Scaling Auto Scaling Groups with Multiple Step Scaling Policies in Terraform

Auto Scaling Groups (ASGs) are a cornerstone of resilient cloud architecture. They allow your infrastructure to dynamically respond to load by adding or removing EC2 instances. In this blog, we’ll explore how to configure Step Scaling Policies using Terraform, triggered by multiple CloudWatch alarms—CPU, memory, and response time.

This setup is ideal for production environments where scaling decisions depend on more than just CPU usage.

What Is Step Scaling?

Step Scaling allows you to define scaling adjustments based on the magnitude of the metric breach. For example, if CPU usage exceeds 50%, you might add 1 instance; if it exceeds 80%, you might add 2.

Unlike Target Tracking, Step Scaling gives you fine-grained control over how your ASG reacts to different thresholds.

Terraform Setup Overview

We’ll define:

An Auto Scaling Group (example)
Three Step Scaling policies:
Scale out on CPU
Scale out on Memory
Scale out on Target Response Time
Three CloudWatch alarms to trigger these policies

Constants

locals {
  asg_name       = "example"
  tg_arn_suffix  = "example/c403f9a1ff6c8e8d"
  lb_arn_suffix  = "app/example/c3b1a1ddcd352e90"
}

These constants are used to reference your ASG, Target Group, and Load Balancer in CloudWatch alarms.

Step Scaling Policies

Each policy increases capacity by +1 instance when triggered.

resource "aws_autoscaling_policy" "scale_out_cpu" {
  name                      = "example-scale-out-cpu"
  autoscaling_group_name    = local.asg_name
  policy_type               = "StepScaling"
  adjustment_type           = "ChangeInCapacity"
  metric_aggregation_type   = "Average"
  estimated_instance_warmup = 60

  step_adjustment {
    scaling_adjustment          = 1
    metric_interval_lower_bound = 0
  }
}

Repeat similarly for memory and response time:

resource "aws_autoscaling_policy" "scale_out_mem" { ... }
resource "aws_autoscaling_policy" "scale_out_rt" { ... }

CloudWatch Alarms

1. CPU Utilization > 50%

resource "aws_cloudwatch_metric_alarm" "cpu_high" {
  alarm_name          = "example-scaling-cpu-utilization-high"
  comparison_operator = "GreaterThanOrEqualToThreshold"
  evaluation_periods  = 1
  period              = 60
  statistic           = "Average"
  threshold           = 50
  namespace           = "AWS/EC2"
  metric_name         = "CPUUtilization"
  alarm_actions       = [aws_autoscaling_policy.scale_out_cpu.arn]

  dimensions = {
    AutoScalingGroupName = local.asg_name
  }
}

2. Memory Used Percent > 80%

This uses CWAgent metrics:

resource "aws_cloudwatch_metric_alarm" "mem_high" {
  alarm_name          = "example-scaling-memory-used-percent-high"
  namespace           = "CWAgent"
  metric_name         = "mem_used_percent"
  threshold           = 80
  alarm_actions       = [aws_autoscaling_policy.scale_out_mem.arn]

  dimensions = {
    AutoScalingGroupName = local.asg_name
  }
}

? Tip: Ensure your EC2 instances are running the CloudWatch Agent and publishing mem_used_percent.

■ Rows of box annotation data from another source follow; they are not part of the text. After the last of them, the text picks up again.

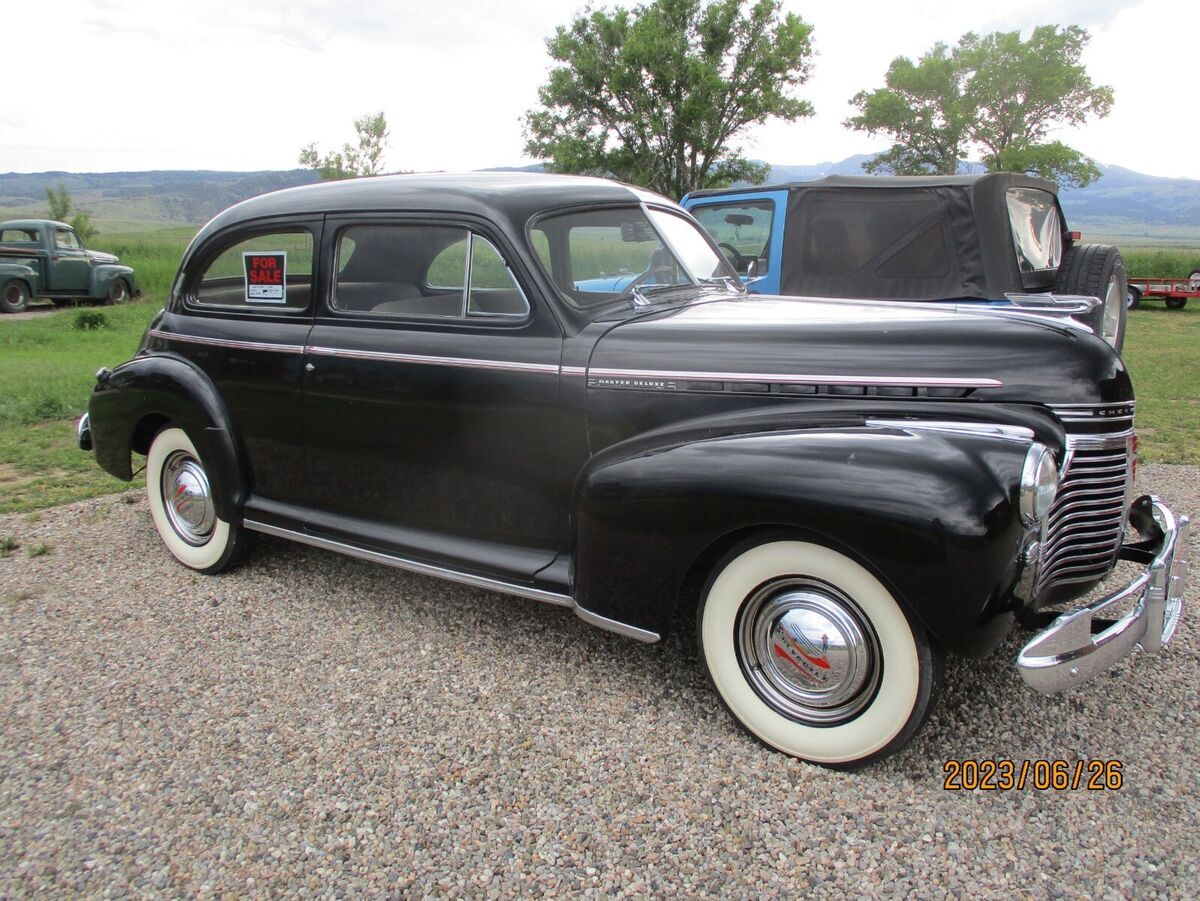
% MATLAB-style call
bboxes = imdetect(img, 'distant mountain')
[0,154,1200,241]
[0,169,319,230]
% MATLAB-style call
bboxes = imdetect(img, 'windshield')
[529,206,738,310]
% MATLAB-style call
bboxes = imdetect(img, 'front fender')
[0,263,42,298]
[88,354,250,522]
[575,422,1031,654]
[88,263,138,298]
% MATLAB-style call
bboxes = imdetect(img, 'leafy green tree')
[300,110,388,181]
[524,0,812,197]
[46,181,96,244]
[846,25,1112,186]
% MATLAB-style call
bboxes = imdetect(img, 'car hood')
[588,295,1133,403]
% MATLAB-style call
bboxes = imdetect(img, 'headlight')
[1021,443,1058,527]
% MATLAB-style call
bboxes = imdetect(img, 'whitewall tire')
[146,427,245,572]
[697,541,941,767]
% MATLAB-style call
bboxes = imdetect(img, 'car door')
[304,217,565,579]
[155,217,322,503]
[49,226,91,292]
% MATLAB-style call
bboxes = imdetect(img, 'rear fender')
[88,354,250,522]
[575,424,1032,654]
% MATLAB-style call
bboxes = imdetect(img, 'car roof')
[198,172,676,238]
[689,172,1058,197]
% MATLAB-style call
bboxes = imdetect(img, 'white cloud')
[0,0,1200,178]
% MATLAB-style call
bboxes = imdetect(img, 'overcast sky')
[0,0,1200,179]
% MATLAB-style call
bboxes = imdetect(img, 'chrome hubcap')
[162,451,217,547]
[737,578,882,726]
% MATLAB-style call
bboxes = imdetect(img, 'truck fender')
[0,263,42,298]
[88,354,250,522]
[575,422,1032,655]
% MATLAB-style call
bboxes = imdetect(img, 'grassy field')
[0,228,1200,512]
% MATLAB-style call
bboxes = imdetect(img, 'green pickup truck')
[0,220,137,313]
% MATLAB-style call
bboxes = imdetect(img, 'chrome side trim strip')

3. Target Response Time > 1s

This monitors ALB latency:

resource "aws_cloudwatch_metric_alarm" "rt_high" {
  alarm_name          = "example-scaling-target-response-time-high"
  namespace           = "AWS/ApplicationELB"
  metric_name         = "TargetResponseTime"
  threshold           = 1
  alarm_actions       = [aws_autoscaling_policy.scale_out_rt.arn]

  dimensions = {
    LoadBalancer = local.lb_arn_suffix
  }
}

Testing Your Setup

Once deployed, simulate load using tools like:

stress-ng or dd for CPU
memtester for memory
wrk or ab for HTTP latency

Watch your ASG scale out in response to alarms.

Clean Up

To destroy the setup:

terraform destroy

Make sure you understand the dependencies between ASG, alarms, and policies before tearing down.

Final Thoughts

This multi-metric scaling strategy ensures your infrastructure responds to real-world bottlenecks, not just CPU. By combining Step Scaling with CloudWatch alarms, you gain precise control over how and when your services scale.

Using Terraform makes this setup reproducible and version-controlled—perfect for teams managing infrastructure as code.